Überfordert man Schüler mit so viel Verantwortung – oder ist flexible Lernzeit in unserem Bildungssystem längst überfällig?
Dörpinghaus: Verantwortung lernt man nur, wenn man Verantwortung übernimmt. Wichtig ist, dass die Übernahme pädagogisch begleitet und ein kluges, abwägendes Urteil gefördert wird. Die flexible Lernzeit – ich würde lieber von Bildungszeit sprechen, denn auch Maschinen können lernen – ist sicherlich sehr gut, aber sie fordert eben auch ein gemeinsames pädagogisches Nachdenken über Zeit selbst. Es ist ein wichtiger Aspekt moderner Bildung, die Zeitreflexion und die Lebenszeit selbst zu ihrem Gegenstand zu machen. Ohne Zweifel ist diese Verantwortung nicht für alle Schülerinnen und Schüler gleichermaßen sofort vorstellbar, auch werden Schulen damit überfordert, wenn dieses Bildungszeitprojekt nicht pädagogisch-reflexiv begleitet wird. Diese Verantwortung für Zeit ist aber gerade eine pädagogisch ambitionierte Zielvorstellung, die für demokratische Gesellschaften unabdingbar sein sollte.
Welche Voraussetzungen müssen geschaffen werden, um eine solche Gleitzeit großflächig bundesweit einzuführen?
Dörpinghaus: Wir sollten zunächst einmal an Versuchsschulen sehen, wie weit wir für eine veränderte Schullandschaft sind, zumal politische Instanzen nur bedingt Kontrollverlust mögen.

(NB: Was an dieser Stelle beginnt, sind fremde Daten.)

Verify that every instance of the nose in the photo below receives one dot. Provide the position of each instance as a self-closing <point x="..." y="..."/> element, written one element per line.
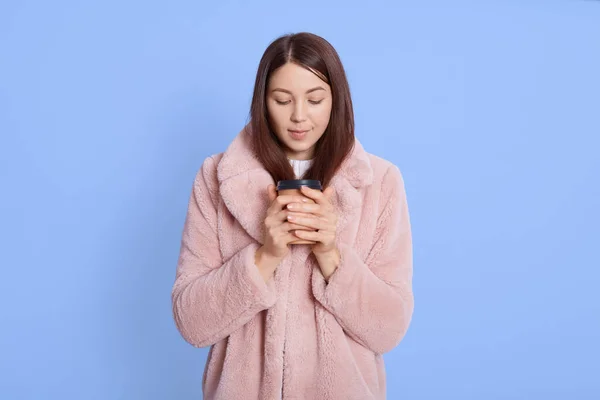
<point x="299" y="114"/>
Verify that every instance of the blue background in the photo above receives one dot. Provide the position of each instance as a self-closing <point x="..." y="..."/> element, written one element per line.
<point x="490" y="109"/>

Auch lässt sich natürlich von reformpädagogisch orientierten Schulen lernen.
Warum reagieren so viele Eltern und Erwachsene so allergisch auf jedwede mögliche Änderung im Bildungsapparat?
Dörpinghaus: Das sehe ich nicht uneingeschränkt so. Ich glaube, dass viele Eltern dankbar wären für eine moderne Schule, die ihre Kinder nicht notwendig unglücklicher macht. Allerdings können sich selbst Eltern auch nur wenig vom Leistungsdruck des Bildungssystems lösen und stehen stets in Gefahr hier mehr die traditionellen Strukturen zu reproduzieren als ihr ein Korrektiv zu sein. Kinder stehen enorm unter Leistungsdruck, der selbst Symbol eines sehr komplexen Gefüges ist, in dem Zeit eine zentrale Rolle spielt.
Können Sie Argumente, wie 'Wir packen die Kinder unnötig in Watte, wenn sie jetzt auch noch später zur Schule gehen dürfen' nachvollziehen?
Dörpinghaus: Das sind für mich keine Argumente.